Lord knows who Corgan thinks he’s playing to but this arena isn’t full of completists and die-hards. Rather, 20,000 old hands who saw the band peak creatively around double album “Mellon Collie…..” Why then, instead of sticking to the anthems and a handful off the new album, do they opt for a set list spanning 18 years of obscure album tracks, soundtrack numbers, B sides, and three covers (including Girls Aloud) thereby alienating the vast majority of the audience?

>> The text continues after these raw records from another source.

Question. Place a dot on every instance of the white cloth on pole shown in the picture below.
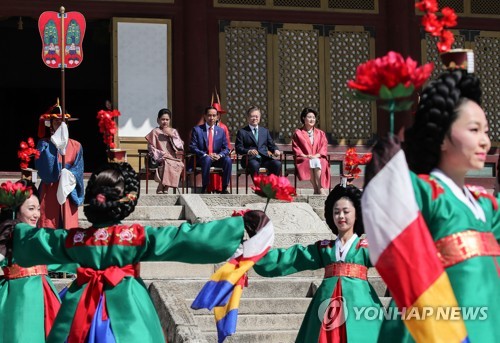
(67, 182)
(60, 138)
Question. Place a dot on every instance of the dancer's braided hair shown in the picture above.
(354, 195)
(437, 110)
(112, 193)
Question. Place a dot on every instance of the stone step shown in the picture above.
(249, 322)
(154, 223)
(270, 287)
(151, 212)
(275, 336)
(175, 270)
(265, 306)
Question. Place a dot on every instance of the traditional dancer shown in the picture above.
(108, 302)
(61, 187)
(346, 263)
(28, 299)
(448, 139)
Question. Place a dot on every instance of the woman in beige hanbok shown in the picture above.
(163, 144)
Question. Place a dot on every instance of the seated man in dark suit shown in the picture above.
(256, 142)
(209, 143)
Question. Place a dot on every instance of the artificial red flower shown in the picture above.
(437, 27)
(107, 126)
(13, 195)
(273, 187)
(449, 18)
(432, 24)
(427, 6)
(26, 152)
(31, 142)
(390, 71)
(239, 213)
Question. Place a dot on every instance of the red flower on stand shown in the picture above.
(390, 79)
(437, 26)
(352, 161)
(273, 187)
(26, 152)
(107, 126)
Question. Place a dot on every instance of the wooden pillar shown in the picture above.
(196, 69)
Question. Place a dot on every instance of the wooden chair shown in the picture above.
(243, 171)
(145, 157)
(289, 170)
(191, 169)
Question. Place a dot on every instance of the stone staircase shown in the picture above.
(272, 309)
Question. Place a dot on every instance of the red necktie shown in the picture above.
(210, 140)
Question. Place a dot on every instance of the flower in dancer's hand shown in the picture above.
(13, 195)
(26, 151)
(273, 187)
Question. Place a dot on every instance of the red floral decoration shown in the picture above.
(107, 126)
(273, 187)
(239, 213)
(352, 161)
(13, 195)
(389, 77)
(26, 152)
(437, 26)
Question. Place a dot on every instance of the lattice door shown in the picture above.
(283, 68)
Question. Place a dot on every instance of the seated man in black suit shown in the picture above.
(209, 143)
(256, 142)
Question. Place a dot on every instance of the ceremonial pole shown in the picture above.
(57, 30)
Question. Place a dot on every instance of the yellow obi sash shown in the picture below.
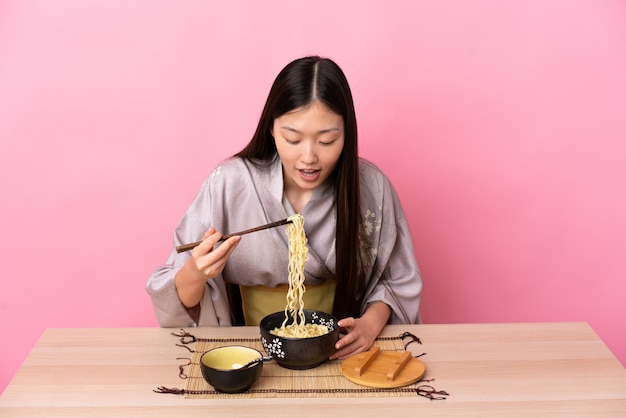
(260, 301)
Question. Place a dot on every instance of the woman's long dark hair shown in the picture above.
(299, 84)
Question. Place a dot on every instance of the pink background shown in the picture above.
(501, 123)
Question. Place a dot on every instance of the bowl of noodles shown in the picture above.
(300, 342)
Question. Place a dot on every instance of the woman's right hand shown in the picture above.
(206, 262)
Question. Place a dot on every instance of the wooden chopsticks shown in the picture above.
(187, 247)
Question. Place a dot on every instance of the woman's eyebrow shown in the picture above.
(322, 131)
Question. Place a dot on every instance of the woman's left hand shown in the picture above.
(361, 332)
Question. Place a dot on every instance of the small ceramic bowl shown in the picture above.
(299, 353)
(222, 368)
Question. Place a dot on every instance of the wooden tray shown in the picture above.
(383, 369)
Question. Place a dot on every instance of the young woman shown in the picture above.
(303, 158)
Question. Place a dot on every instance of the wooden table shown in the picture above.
(498, 370)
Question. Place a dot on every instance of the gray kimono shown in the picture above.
(239, 195)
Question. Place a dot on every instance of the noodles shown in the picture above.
(298, 252)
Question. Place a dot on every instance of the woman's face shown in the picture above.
(309, 141)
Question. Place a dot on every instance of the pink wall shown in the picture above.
(501, 124)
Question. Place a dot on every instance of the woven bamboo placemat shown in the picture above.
(325, 380)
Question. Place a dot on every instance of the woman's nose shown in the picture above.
(309, 153)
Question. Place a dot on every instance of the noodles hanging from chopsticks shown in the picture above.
(298, 253)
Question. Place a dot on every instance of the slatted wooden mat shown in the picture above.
(326, 380)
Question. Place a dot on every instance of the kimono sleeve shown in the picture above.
(169, 310)
(394, 274)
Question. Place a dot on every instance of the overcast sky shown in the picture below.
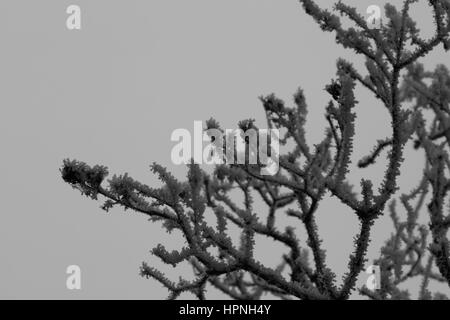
(113, 92)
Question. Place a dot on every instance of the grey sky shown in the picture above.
(113, 92)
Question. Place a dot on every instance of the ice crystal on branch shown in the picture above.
(309, 172)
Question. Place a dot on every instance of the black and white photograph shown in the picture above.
(226, 150)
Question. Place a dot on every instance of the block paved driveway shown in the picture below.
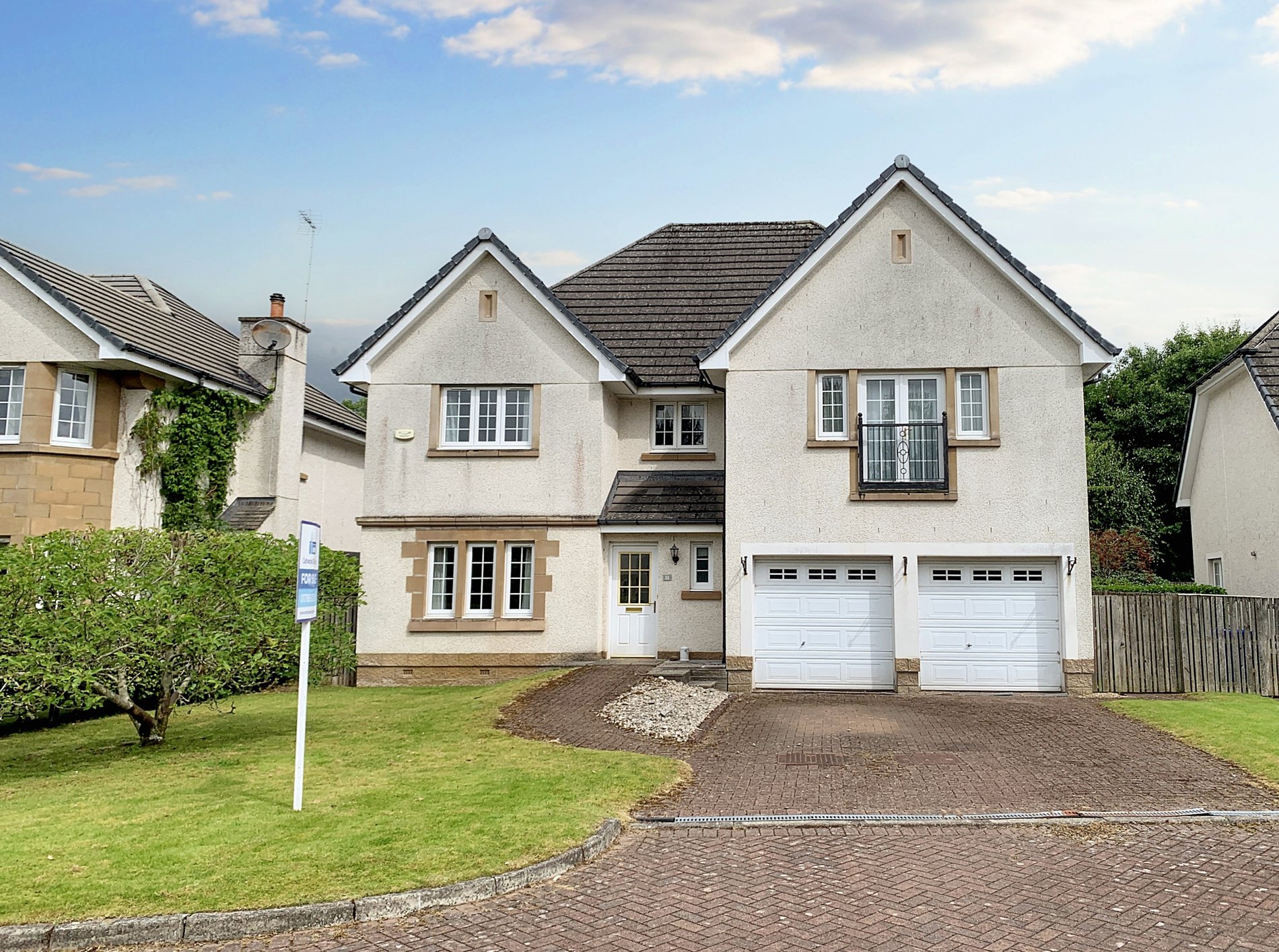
(930, 753)
(986, 887)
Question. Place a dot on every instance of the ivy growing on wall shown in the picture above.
(188, 438)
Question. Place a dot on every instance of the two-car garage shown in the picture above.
(983, 625)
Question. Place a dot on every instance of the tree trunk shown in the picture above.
(150, 730)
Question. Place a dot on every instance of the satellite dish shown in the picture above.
(270, 335)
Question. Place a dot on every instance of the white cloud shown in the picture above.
(339, 61)
(1026, 199)
(92, 191)
(1140, 308)
(48, 173)
(1270, 22)
(850, 45)
(554, 259)
(237, 17)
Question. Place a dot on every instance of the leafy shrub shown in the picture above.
(147, 619)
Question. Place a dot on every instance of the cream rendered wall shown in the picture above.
(946, 308)
(34, 332)
(135, 502)
(575, 466)
(333, 493)
(635, 434)
(450, 346)
(1235, 510)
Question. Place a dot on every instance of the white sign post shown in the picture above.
(305, 612)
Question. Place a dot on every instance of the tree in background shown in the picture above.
(149, 619)
(1138, 410)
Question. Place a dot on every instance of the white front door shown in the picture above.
(990, 626)
(821, 623)
(632, 603)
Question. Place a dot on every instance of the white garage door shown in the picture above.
(824, 623)
(990, 626)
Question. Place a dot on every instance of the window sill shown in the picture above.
(678, 456)
(463, 625)
(905, 497)
(438, 453)
(59, 450)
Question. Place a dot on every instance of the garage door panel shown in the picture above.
(866, 675)
(824, 625)
(990, 627)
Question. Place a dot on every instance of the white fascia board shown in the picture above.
(359, 374)
(1090, 351)
(108, 349)
(310, 423)
(1195, 434)
(663, 529)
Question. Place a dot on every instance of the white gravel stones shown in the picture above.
(665, 709)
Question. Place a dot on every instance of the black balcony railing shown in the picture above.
(902, 457)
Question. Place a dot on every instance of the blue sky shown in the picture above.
(1127, 151)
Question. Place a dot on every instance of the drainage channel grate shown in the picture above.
(800, 759)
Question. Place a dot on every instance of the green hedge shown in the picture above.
(160, 616)
(1104, 585)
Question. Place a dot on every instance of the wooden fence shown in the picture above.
(1177, 644)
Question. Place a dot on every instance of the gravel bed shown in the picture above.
(670, 710)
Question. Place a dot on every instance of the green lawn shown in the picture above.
(406, 787)
(1240, 728)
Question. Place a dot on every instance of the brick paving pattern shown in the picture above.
(1167, 887)
(930, 753)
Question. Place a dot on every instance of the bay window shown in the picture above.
(12, 380)
(73, 413)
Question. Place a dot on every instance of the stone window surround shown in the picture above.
(419, 582)
(950, 384)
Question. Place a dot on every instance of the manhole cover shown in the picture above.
(801, 759)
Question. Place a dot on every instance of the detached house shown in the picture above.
(79, 358)
(1232, 448)
(835, 457)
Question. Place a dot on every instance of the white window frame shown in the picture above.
(88, 440)
(21, 388)
(709, 585)
(507, 611)
(431, 611)
(493, 594)
(961, 433)
(678, 446)
(499, 442)
(824, 434)
(1216, 570)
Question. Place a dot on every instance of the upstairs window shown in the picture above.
(679, 426)
(831, 406)
(11, 402)
(75, 411)
(487, 417)
(972, 402)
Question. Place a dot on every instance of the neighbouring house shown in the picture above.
(79, 358)
(835, 457)
(1232, 448)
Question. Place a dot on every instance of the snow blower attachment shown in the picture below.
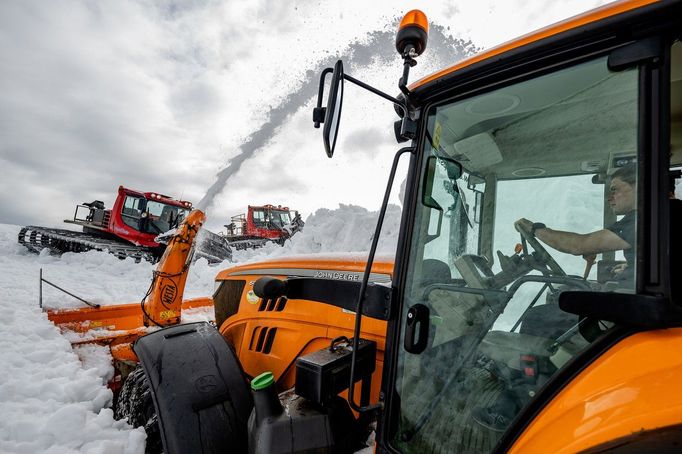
(118, 326)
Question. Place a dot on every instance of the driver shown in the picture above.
(547, 320)
(618, 237)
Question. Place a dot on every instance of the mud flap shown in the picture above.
(199, 390)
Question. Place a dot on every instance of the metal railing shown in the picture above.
(40, 297)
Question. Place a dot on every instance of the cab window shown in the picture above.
(526, 191)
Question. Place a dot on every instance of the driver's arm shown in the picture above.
(577, 243)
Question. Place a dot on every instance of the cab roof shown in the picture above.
(589, 17)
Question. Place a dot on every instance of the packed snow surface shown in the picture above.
(54, 398)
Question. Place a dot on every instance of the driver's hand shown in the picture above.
(523, 224)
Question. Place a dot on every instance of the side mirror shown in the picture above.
(333, 113)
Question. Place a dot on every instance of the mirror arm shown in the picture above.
(375, 91)
(319, 112)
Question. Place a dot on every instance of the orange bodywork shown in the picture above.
(118, 326)
(633, 387)
(298, 327)
(594, 15)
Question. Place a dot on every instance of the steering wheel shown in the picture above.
(154, 226)
(541, 253)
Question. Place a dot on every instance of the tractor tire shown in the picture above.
(135, 404)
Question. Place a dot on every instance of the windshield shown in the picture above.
(152, 217)
(525, 192)
(280, 218)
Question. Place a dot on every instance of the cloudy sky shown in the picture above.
(212, 100)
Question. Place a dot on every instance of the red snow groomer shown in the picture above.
(129, 229)
(262, 224)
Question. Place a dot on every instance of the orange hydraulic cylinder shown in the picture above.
(163, 305)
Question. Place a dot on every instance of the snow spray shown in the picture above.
(377, 46)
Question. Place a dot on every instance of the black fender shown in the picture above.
(199, 389)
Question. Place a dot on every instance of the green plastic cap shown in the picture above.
(263, 381)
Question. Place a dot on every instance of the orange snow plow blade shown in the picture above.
(116, 326)
(119, 326)
(119, 317)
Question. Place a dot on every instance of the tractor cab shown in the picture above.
(534, 274)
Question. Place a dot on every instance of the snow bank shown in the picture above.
(349, 228)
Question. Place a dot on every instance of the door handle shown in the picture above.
(416, 329)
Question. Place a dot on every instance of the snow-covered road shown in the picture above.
(54, 399)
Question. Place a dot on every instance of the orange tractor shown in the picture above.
(476, 336)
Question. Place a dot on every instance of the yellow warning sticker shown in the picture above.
(252, 297)
(165, 315)
(436, 135)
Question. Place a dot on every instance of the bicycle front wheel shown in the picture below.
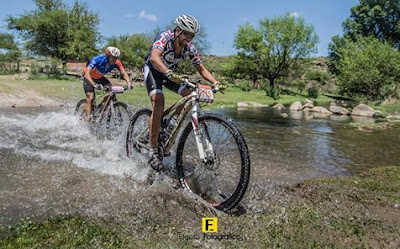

Half an hour in, everyone realises it’s gonna be a long haul and the atmosphere plummets, never to return. Over the course of 3 hours - save for a sublime acoustic version of “1979” - sludgy riff blurs into sludgy riff and the whole thing quickly becomes tedious and depressing. Even the more familiar numbers are inexplicably retooled, “Today”’s metronomic opening riff is stripped of its chiming music-box quality and “Bullet with Butterfly Wings” is delivered at an ungainly four times the tempo of its recorded cousin.
They encore with an utterly superfluous Echo and The Bunnymen cover (Lips Like Sugar) and by this point people are flooding out of the stalls like heartbroken home fans fleeing the shrill of the final whistle. As Corgan proffers a none more patronising dedication to British music it merely confirms suspicions: Here is a man deeply out of touch with his fans and his band’s heritage and that indeed, is a crying shame.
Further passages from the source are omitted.